L’heure du premier cours magistral sonne. Elle prend place dans l’amphithéâtre bondé d’étudiants. Tout aurait pu bien se passer si la maîtresse de conférence n’avait pas remarqué son foulard. À peine rentrée, cette dernière refuse de faire cours car la présence d’Aicha lui est insupportable.

La franco-marocaine se souvient parfaitement de la scène. Elle se remémore :

« La prof m’a pointé du doigt et m’a dit mademoiselle vous sortez, il m’est impossible de faire cours aux femmes voilées. Vous comprenez c’est de l’oppression. Je connais votre culture, j’ai été une fois en Egypte. Je suis féministe et je ne supporte pas le voile, signe évident de soumission ».

Choquée, l’étudiante quitte l’amphithéâtre. Elle apprendra par la suite qu’elle sera prise en charge par une autre professeure. Mais, la jeune femme de 18 ans ne l’entend pas de cette façon, elle n’a pas oublié l’humiliation subie.

Elle se souvient : « J’ai commencé à travailler davantage, je voulais prouver que j’étais capable, que je n’étais pas opprimée et encore moins soumise. J’ai réussi mon pari. Me montrer irréprochable était ma façon de me venger ».

Trois ans plus tard, Aicha finit par obtenir sa licence avec succès. Elle décide de ne pas poursuivre en master malgré ses bons résultats. Elle quitte l’université à contrecoeur. Une décision qu’elle regrette aujourd’hui.

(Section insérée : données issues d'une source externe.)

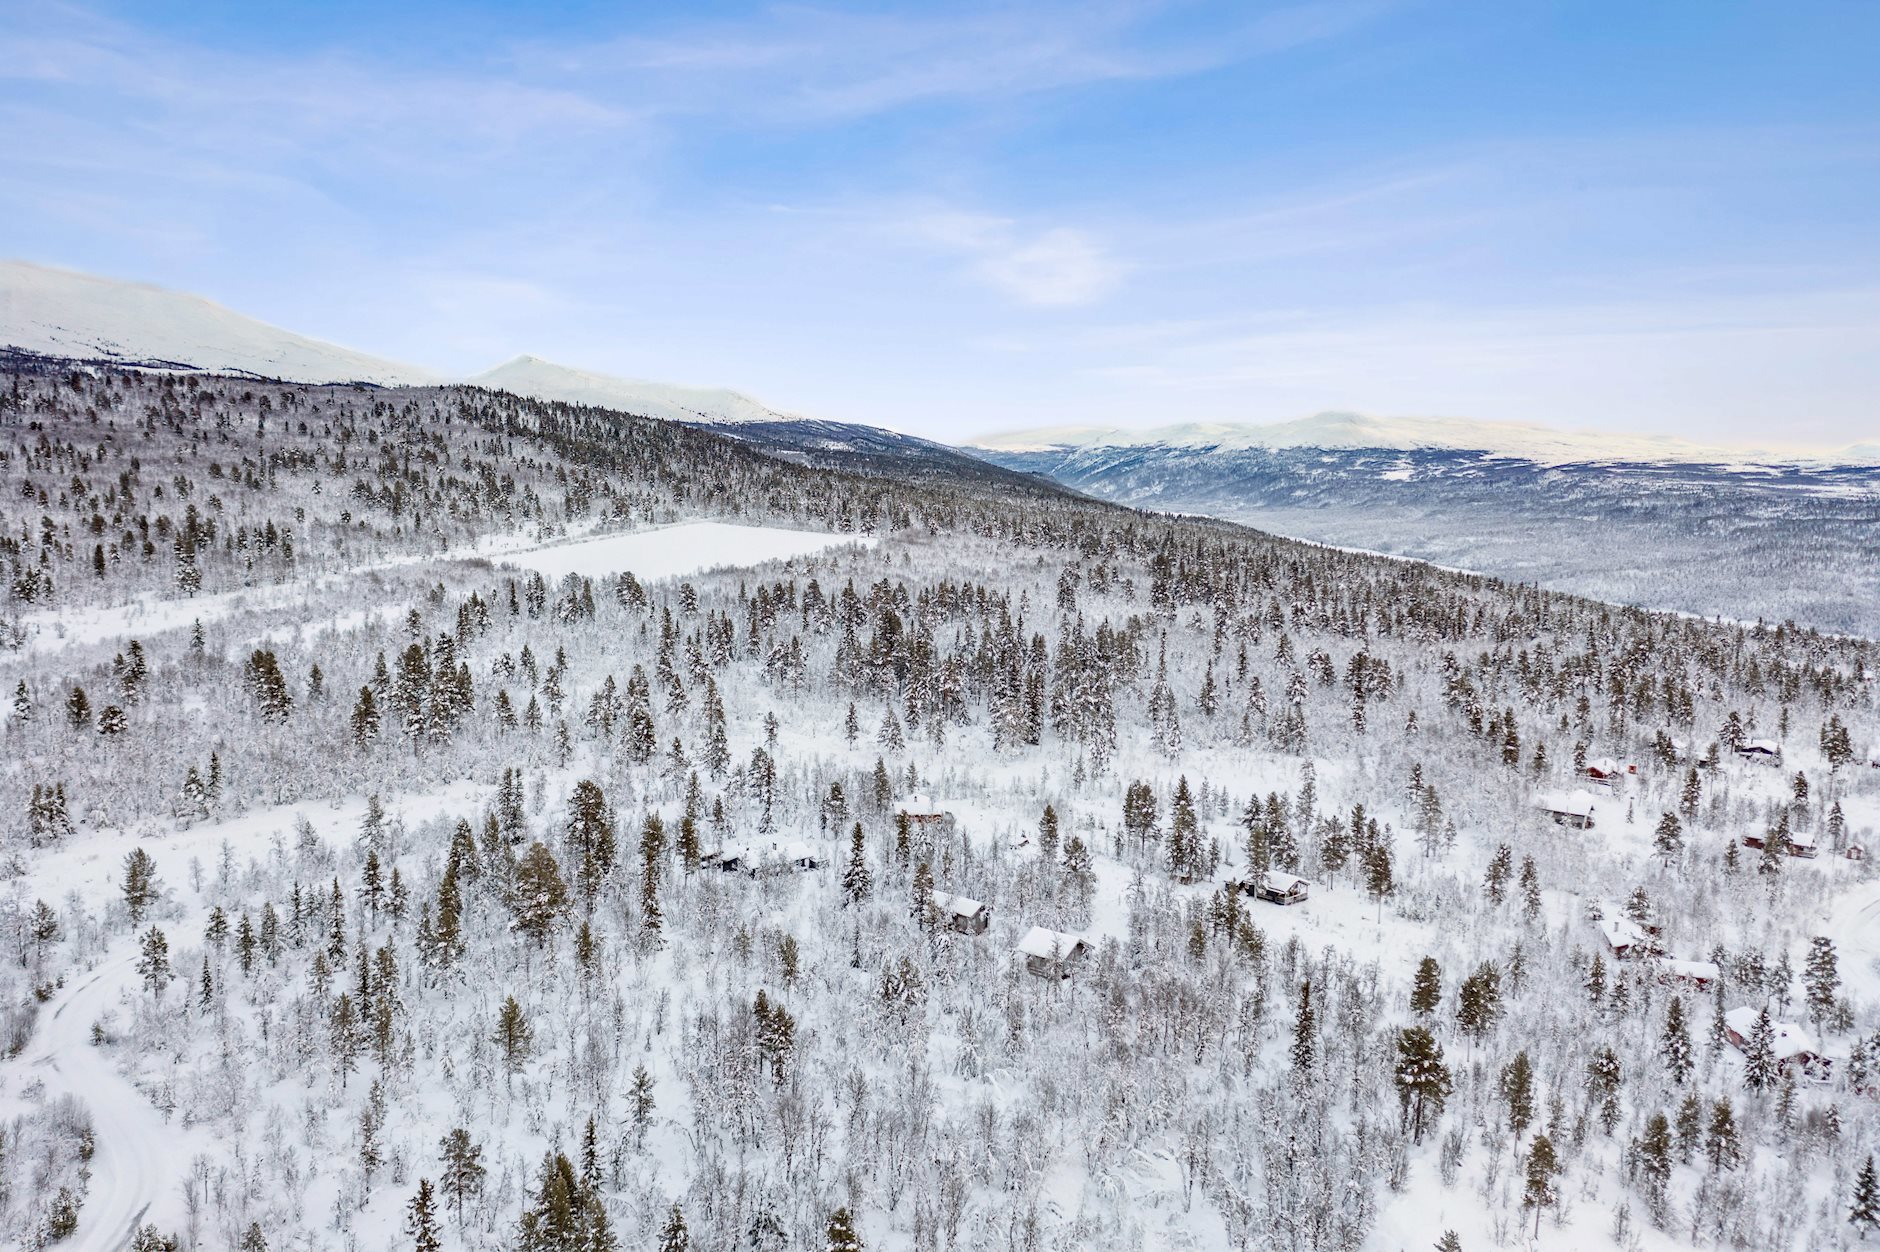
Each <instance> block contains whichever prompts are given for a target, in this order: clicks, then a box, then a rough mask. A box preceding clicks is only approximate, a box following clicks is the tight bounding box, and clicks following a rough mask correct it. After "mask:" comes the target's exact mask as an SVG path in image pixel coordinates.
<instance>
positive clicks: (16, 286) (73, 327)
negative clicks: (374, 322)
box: [0, 261, 436, 385]
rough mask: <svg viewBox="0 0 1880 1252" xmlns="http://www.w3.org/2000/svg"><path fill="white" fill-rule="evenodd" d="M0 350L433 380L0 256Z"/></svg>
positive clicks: (155, 361) (265, 371) (297, 380)
mask: <svg viewBox="0 0 1880 1252" xmlns="http://www.w3.org/2000/svg"><path fill="white" fill-rule="evenodd" d="M0 348H21V350H24V352H41V353H47V355H55V357H77V359H103V361H122V363H130V365H162V367H180V368H197V370H211V372H218V374H252V376H258V378H280V380H286V382H370V383H382V385H400V383H425V382H436V378H434V376H432V374H427V372H425V370H421V368H415V367H410V365H399V363H395V361H384V359H380V357H372V355H367V353H363V352H353V350H350V348H340V346H337V344H327V342H321V340H318V338H308V336H305V335H295V333H293V331H282V329H280V327H273V325H267V323H265V321H256V320H254V318H244V316H243V314H239V312H233V310H229V308H224V306H222V305H216V303H214V301H205V299H203V297H199V295H188V293H184V291H169V290H165V288H156V286H149V284H141V282H115V280H111V278H98V276H94V274H81V273H75V271H70V269H53V267H49V265H32V263H28V261H0Z"/></svg>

« J’avais commencé les démarches pour m’inscrire en quatrième année, mais j’en avais marre de cette ambiance. Alors j’ai tout arrêté. Mais je regrette de ne pas avoir continué. Je regrette de m’être mise des barrières. Je pensais que personne n’allait m’accepter en portant le voile. Je ne l’ai pas fait, c’est dommage ! » explique-t-elle.

Après cette décision, la jeune femme de vingt ans apprendra à ses dépens que la discrimination n’est pas propre à l’environnement universitaire. En dépit d’un CV de qualité, Aïcha ne trouvera pas de travail. Elle décide de travailler dans l’industrie du halal. Ce à quoi elle ajoute :

« Le problème, c’est que la discrimination pousse parfois vers le communautarisme. on a l’impression de se faire rejeter, d’être marginalisé alors on se réfugie parmi les siens ».

Mais, la jeune femme de 28 ans reste optimiste et prends du recul sur sa situation.

« Ce n’est pas évident d’être une femme, et encore moins d’être une musulmane voilée pour se faire une place sur le marché de l’emploi mais tout n’est pas noir. Il faut se battre. Aujourd’hui, j’ai un poste qui me plait avec des responsabilités. Il faut que les femmes voilées arrêtent de se mettre des barrières. Elles doivent assumer leur choix. Et puis malgré tout, la discrimination offre des opportunités aux victimes de devenir entrepreneur ».